300 review

:. Director: Zack Snyder
:. Starring: Gerard Butler, Lena Headey
:. Running Time: 1:57
:. Year: 2007
:. Country: USA


  


300 takes its cue from Frank Miller's graphic novel based on the Battle of Thermopylae, where 300 Spartans defended themselves against 20,000 Persians in 480 B.C. in a last stand that left them all dead, but as heroes. Historically correct? Doubtful. Bloody and hypermasculine video game with some aesthetically pleasing scenes? Definitely.

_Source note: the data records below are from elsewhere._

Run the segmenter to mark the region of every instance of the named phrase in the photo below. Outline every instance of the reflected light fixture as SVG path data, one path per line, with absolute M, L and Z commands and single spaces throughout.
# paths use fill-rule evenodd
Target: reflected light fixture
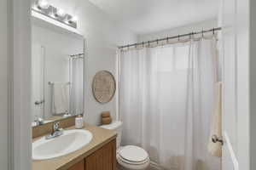
M 49 6 L 47 0 L 39 0 L 38 3 L 38 8 L 48 8 Z
M 78 17 L 67 14 L 62 8 L 50 5 L 47 0 L 38 0 L 32 6 L 32 10 L 44 14 L 71 27 L 77 28 Z

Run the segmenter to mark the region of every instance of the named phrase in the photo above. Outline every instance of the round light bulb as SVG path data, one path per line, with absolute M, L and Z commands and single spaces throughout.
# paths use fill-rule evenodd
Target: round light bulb
M 77 16 L 73 16 L 72 17 L 71 20 L 73 21 L 73 22 L 76 22 L 78 21 L 79 18 Z
M 63 9 L 59 8 L 57 10 L 57 15 L 60 16 L 60 17 L 64 17 L 66 15 L 66 13 Z
M 38 1 L 38 7 L 41 8 L 48 8 L 49 6 L 49 3 L 47 0 L 39 0 Z

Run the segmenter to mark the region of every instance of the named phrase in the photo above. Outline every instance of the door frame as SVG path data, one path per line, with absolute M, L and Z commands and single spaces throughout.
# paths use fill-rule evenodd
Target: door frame
M 32 167 L 31 1 L 8 2 L 9 169 Z

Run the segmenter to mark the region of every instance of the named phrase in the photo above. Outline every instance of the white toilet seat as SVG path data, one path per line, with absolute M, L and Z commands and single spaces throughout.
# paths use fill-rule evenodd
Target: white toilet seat
M 148 154 L 143 149 L 134 145 L 121 147 L 117 151 L 117 161 L 128 169 L 145 169 L 150 160 Z

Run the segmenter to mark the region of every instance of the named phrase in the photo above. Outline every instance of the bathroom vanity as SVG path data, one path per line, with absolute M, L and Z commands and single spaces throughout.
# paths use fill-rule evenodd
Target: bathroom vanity
M 65 130 L 71 129 L 74 127 Z M 84 129 L 92 133 L 88 144 L 66 156 L 32 161 L 32 170 L 115 170 L 116 133 L 89 124 L 85 124 Z M 41 138 L 33 139 L 33 142 Z

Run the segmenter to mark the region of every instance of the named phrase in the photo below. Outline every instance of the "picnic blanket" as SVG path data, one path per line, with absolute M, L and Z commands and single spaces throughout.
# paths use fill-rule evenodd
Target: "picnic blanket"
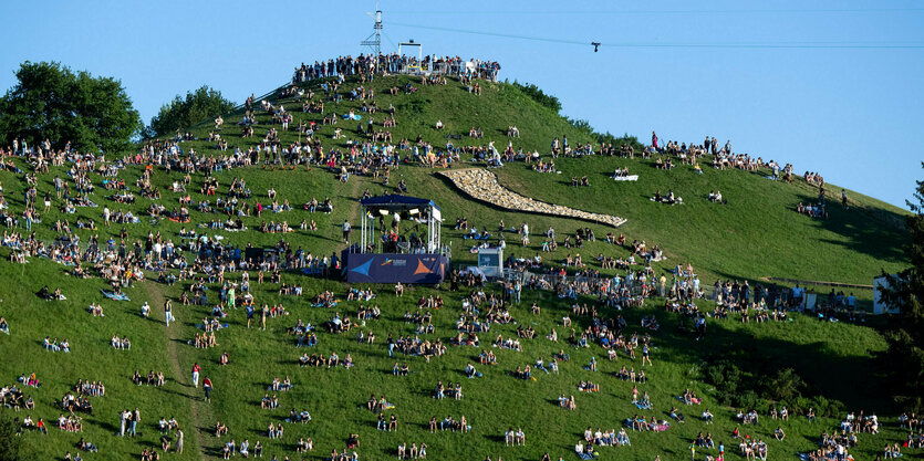
M 132 301 L 132 300 L 129 300 L 129 298 L 128 298 L 128 295 L 126 295 L 125 293 L 113 293 L 113 292 L 107 292 L 107 291 L 105 291 L 105 290 L 103 290 L 103 289 L 100 289 L 100 293 L 103 293 L 103 296 L 106 296 L 106 297 L 108 297 L 110 300 L 115 300 L 115 301 Z
M 231 326 L 231 324 L 229 324 L 229 323 L 222 323 L 222 324 L 218 324 L 218 328 L 216 328 L 216 329 L 227 328 L 227 327 L 229 327 L 229 326 Z M 199 328 L 199 329 L 206 329 L 206 326 L 205 326 L 205 325 L 203 325 L 203 324 L 200 324 L 200 323 L 197 323 L 197 324 L 196 324 L 196 328 Z
M 465 239 L 465 240 L 469 240 L 469 239 L 470 240 L 490 240 L 490 238 L 491 238 L 491 234 L 481 235 L 480 233 L 475 233 L 475 234 L 466 233 L 466 234 L 463 235 L 463 239 Z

The target demographic is males, males, males. From boys sent out into the wilderness to learn how to defend themselves to the shower of arrows during battle, from the Persian strip club scene to the doggy style sex scene King Leonidas (Gerard Butler) shares with his Queen (Lena Headey), the film is all about evoking and provoking the most base instincts with a loud "GRRRRRRR!" And yet it's so highly stylized and at times aesthetically beautiful that it doesn't offend as much as say, a Chuck Norris or Steven Seagall movie. The copper colored look gives it a sepia tone that makes it seem more serious than it is. The oracle the Spartans go to visit prior to going to war is straight out of a Calvin Klein commercial, writhing and wearing a beautiful dress that doesn't quite seem to cover her breasts. Blood in the film looks like red powder and not the spurting, squirting viscous liquid we're accustomed to. The decapitation of a warrior's son during battle looks rather lovely in its depiction, and not grizzly or hideous; The Passion of the Christ and Apocalypto were really much bloodier.

What's hilarious though is the homoerotic subcontext almost always present in these hypermacho films. The Spartans prance around with perfect abs (obviously benefiting from special effects as well) and leather bikinis, away from their wives and we're expected to believe nothing happens between them? Come on…Here of course, the Persians are depicted as feminine. As when Persian King Xerxes (Rodrigo Santoro), in full fledged make up and jewelry, asks King Leonidas to bow down to him "on his knees", we know there's going to be a problem…or not.

Local Socal newspapers have covered the reaction of some Iranians, who protest the film as historically inaccurate, showing Persians as millions of pansies unable to defeat 300 beefy Spartans. But there's no need to worry. Judging from the hoots and hollers in the cinema, I would wager that the typical male watching this film doesn't know that the Persia referred to in the film is modern day Iran.

Still, the "you're-either-with-us-or-against-us" war cry of 300 is troubling for anyone who hears echoes with the current administration. When the queen remarks that "Freedom isn't free", I couldn't help but think of the country song spoof "Freedom isn't free" from Team America: World Police, which mocked that exact mentality.